The answer to your question can likely be summed up in one word — dilution! Assuming, as you state, that you are sampling on the return lines from each bearing, the reason for the low wear metal levels is likely due to the comparatively high oil volume in the return lines. In oil analysis, wear debris is measured in parts per million. When you state "2 ppm tin," what you are actually saying is "2 mg of tin for every kilogram of oil."
So the same amount of wear debris distributed in a large volume of oil, such as a circulating turbine, will generate a much lower ppm than the same amount of wear in a small wet sump system where the volume of oil is typically much smaller.
To minimize the effects, try to ensure the sample is taken as close to the bearings as possible. In addition, ensure that the sampling method is precisely controlled with the same method used every time, including flushing volumes. You might also need to tighten your alarms considerably to the extent where "normal" really means 0 ppm of tin (and other key elements), and any slight increase (even just 1 to 2 ppm) is considered "cautionary."

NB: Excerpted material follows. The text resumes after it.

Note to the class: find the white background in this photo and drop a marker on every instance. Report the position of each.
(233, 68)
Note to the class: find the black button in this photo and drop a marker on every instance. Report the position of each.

Other possible causes of the low wear metal limits could be a failure mechanism, which really doesn't generate significant amounts of wear debris, or one that creates larger sized particles (in excess of 5 microns), which do not show up in conventional elemental spectroscopy techniques. However, given the nature of this application, dilution is the most likely cause.
While most lubrication teams grasp the importance of good oil sampling, they are not exactly sure how to address the specifics. The good news is that instituting a quality oil sampling program in a plant is generally a relatively inexpensive exercise with high, short-term paybacks. If you haven’t instituted a world-class oil sampling program, now is a good time to start. If a sampling program is in place, maybe now is the right time to review it for compatibility with reliability goals. Don’t let a poor oil sampling program shoot your oil analysis program from the sky.